Systems across the country are making solid progress in considering the best model of delivery to respond to their JFP. Each system is developing its approach to building the components of system working: integrated neighbourhood teams, development of place- based partnerships, provider collaboratives and changes to commissioning and planning.

Key actions for systems are:

  • continue to develop core population health management capabilities including risk stratification and using joined-up data between primary and secondary care to support the implementation of the Proactive care framework
  • continue to develop local system architecture to support the delivery of JFPs.

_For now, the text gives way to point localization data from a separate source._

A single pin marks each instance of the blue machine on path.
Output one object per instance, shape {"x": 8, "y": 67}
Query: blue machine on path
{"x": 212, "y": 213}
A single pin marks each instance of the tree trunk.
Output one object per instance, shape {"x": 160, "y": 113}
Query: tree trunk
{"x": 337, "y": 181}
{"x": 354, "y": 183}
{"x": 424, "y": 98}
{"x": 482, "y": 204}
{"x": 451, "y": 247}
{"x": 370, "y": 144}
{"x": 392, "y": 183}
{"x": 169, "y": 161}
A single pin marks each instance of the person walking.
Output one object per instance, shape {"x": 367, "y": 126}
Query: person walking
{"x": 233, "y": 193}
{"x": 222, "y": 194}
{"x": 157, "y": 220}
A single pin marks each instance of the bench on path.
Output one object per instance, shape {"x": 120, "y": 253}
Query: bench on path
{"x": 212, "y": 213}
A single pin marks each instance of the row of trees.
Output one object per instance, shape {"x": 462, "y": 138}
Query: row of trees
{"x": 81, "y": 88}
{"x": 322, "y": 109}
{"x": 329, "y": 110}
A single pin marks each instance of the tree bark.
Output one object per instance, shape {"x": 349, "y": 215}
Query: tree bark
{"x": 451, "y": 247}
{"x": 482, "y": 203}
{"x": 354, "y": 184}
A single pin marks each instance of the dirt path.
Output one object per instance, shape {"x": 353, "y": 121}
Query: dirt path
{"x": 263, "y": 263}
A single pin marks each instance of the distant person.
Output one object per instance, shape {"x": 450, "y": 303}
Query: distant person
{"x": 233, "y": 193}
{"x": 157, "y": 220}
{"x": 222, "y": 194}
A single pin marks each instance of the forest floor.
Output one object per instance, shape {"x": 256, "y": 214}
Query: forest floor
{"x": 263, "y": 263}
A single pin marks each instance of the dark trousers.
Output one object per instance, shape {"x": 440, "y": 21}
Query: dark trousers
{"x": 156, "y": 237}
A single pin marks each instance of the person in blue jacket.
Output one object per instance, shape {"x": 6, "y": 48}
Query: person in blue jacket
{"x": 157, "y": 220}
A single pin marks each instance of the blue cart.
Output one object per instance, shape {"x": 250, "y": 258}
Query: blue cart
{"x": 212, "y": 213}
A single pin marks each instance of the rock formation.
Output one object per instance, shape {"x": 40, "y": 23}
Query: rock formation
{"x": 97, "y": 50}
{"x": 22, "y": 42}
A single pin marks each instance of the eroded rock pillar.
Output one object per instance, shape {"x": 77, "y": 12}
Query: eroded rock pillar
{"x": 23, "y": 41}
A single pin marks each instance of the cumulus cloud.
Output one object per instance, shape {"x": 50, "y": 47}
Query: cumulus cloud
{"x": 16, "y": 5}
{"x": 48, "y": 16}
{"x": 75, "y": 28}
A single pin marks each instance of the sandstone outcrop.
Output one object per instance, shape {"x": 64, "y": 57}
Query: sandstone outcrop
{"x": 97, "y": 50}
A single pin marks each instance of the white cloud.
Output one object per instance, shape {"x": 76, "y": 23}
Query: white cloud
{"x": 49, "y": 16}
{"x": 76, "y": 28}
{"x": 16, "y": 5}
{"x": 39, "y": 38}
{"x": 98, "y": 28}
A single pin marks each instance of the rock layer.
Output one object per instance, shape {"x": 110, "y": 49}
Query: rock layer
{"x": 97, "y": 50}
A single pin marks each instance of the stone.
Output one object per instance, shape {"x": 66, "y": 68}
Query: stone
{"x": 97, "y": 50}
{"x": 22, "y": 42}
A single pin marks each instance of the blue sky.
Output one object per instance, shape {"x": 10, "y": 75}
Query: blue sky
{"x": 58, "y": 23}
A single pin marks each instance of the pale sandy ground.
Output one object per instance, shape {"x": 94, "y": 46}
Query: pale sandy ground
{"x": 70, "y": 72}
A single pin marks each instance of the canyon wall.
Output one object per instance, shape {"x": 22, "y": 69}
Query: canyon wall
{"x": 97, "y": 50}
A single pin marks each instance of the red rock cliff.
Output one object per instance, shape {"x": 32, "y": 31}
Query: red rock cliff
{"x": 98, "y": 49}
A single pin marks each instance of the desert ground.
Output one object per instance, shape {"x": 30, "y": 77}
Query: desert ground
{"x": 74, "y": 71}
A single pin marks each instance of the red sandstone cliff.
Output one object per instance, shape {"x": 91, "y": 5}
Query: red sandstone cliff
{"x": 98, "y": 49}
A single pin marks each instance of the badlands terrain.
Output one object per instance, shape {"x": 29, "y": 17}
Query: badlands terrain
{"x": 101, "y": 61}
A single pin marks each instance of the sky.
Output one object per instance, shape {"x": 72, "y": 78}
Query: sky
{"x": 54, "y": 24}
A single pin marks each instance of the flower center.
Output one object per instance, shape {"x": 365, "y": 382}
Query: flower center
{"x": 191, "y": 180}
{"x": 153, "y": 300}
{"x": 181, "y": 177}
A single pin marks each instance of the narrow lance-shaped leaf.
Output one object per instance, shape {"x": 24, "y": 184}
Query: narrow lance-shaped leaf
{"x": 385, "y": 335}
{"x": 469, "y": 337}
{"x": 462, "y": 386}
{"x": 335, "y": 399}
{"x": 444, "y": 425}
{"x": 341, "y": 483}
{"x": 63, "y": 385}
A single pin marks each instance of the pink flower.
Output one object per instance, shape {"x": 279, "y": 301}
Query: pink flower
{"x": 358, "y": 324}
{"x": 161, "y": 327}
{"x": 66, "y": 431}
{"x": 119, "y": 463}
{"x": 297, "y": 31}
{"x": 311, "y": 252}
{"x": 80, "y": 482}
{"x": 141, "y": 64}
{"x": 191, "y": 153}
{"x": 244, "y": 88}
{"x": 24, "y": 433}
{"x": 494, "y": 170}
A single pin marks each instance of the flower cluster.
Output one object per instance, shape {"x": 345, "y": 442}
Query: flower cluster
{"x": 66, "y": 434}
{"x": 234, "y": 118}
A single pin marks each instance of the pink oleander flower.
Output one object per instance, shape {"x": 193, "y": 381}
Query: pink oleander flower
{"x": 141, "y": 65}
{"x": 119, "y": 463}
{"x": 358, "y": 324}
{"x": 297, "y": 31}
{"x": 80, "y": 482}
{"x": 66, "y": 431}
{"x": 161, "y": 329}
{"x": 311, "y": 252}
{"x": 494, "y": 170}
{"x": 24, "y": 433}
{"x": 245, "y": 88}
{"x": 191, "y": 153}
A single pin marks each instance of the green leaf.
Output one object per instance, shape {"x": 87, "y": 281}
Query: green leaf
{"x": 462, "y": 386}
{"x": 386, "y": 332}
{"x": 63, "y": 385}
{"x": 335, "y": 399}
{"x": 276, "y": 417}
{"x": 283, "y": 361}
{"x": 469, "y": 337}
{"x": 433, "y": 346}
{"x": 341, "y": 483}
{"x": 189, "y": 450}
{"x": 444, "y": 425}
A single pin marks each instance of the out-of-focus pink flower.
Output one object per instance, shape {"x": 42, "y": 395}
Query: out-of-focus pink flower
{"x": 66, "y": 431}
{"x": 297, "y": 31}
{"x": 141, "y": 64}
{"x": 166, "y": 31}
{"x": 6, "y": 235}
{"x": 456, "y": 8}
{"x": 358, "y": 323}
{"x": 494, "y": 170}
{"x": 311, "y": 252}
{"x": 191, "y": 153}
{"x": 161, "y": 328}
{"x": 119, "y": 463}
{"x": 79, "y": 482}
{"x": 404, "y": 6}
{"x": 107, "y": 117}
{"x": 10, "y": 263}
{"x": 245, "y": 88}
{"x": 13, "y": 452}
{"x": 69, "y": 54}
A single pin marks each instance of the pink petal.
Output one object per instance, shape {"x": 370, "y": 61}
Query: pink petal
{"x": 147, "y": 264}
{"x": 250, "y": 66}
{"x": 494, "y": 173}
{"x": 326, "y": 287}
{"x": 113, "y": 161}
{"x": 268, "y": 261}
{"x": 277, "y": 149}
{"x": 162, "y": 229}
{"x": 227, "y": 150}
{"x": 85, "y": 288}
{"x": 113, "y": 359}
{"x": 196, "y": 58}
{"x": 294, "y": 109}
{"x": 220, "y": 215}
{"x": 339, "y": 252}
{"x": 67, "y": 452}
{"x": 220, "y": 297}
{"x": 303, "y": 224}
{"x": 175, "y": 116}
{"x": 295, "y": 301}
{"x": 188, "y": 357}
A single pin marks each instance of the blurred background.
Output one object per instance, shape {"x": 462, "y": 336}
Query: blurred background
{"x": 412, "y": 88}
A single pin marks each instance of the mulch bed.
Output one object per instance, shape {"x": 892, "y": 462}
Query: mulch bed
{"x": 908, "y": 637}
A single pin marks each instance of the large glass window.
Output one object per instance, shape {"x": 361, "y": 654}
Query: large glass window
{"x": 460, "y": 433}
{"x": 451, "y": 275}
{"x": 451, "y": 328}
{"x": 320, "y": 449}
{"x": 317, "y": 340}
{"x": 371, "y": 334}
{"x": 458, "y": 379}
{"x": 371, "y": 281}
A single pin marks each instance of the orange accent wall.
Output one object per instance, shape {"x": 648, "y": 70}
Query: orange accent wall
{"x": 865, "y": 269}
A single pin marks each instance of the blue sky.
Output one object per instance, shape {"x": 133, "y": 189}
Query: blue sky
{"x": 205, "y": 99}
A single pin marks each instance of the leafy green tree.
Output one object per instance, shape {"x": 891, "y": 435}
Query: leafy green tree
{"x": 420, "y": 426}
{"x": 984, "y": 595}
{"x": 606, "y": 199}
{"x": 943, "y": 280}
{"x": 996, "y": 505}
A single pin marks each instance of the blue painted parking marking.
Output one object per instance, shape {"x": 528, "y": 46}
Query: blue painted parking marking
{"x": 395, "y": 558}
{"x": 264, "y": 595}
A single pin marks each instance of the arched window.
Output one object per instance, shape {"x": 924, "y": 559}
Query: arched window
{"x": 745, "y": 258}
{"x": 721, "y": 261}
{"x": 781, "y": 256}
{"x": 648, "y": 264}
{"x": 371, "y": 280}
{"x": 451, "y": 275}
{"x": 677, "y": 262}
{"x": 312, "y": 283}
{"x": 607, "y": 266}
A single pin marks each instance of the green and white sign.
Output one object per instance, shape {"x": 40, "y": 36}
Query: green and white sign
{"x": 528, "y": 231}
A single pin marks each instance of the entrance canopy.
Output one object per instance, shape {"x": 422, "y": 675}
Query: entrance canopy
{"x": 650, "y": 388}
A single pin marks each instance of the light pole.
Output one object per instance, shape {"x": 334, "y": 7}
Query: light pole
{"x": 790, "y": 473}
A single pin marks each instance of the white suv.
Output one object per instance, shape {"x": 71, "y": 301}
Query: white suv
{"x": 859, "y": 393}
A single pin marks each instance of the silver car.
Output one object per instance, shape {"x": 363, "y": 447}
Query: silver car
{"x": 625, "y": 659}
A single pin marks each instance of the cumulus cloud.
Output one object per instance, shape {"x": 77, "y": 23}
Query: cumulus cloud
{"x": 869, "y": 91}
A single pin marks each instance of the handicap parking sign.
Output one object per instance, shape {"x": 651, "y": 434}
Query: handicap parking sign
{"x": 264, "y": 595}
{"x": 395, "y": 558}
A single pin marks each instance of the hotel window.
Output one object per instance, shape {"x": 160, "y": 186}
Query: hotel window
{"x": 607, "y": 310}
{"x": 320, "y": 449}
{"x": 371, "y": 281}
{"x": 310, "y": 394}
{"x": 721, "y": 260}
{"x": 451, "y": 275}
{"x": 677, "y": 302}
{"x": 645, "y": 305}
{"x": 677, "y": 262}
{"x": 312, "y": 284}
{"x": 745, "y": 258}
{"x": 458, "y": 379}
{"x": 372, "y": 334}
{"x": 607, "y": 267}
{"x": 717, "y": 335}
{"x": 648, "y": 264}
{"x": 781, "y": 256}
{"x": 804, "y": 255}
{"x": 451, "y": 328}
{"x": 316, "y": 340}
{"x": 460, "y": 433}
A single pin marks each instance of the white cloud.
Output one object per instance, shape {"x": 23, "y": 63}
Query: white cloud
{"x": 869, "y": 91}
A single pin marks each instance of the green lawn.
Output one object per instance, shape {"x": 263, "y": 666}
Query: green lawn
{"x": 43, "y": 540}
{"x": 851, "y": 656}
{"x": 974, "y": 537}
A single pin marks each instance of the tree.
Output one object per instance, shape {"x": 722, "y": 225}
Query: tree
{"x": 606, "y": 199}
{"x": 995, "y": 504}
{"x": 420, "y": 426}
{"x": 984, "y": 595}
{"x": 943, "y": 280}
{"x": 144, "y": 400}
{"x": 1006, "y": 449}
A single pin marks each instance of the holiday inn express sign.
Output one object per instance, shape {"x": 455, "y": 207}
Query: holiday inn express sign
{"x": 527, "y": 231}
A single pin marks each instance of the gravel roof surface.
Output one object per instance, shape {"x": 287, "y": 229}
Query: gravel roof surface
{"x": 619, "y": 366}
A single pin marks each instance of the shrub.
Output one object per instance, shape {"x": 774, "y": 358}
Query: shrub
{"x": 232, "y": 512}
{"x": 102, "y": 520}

We will work with ICBs to ensure that each system has a plan that shows over 3 years how:
    • primary care and community organisations will work to shape integrated neighbourhood teams
    • place-based partnerships will develop. It is particularly important that NHS leaders work through their health and wellbeing boards and integrated care partnership arrangements to ensure the wider public sector and non-statutory partners are included in these arrangements
    • provider collaborative arrangements will We expect all NHS trusts and their boards to be working in at least one collaborative, and that these collaboratives will have a focus on fully realising the benefits of scale (including greater resilience, efficiency and reductions in unwarranted variation) as well as transforming services for the future

NHS England will support ICBs to describe how they plan to strategically commission and resource these arrangements with their partners. This should include an explicit development plan to work with the VCSE sector to drive the transformation.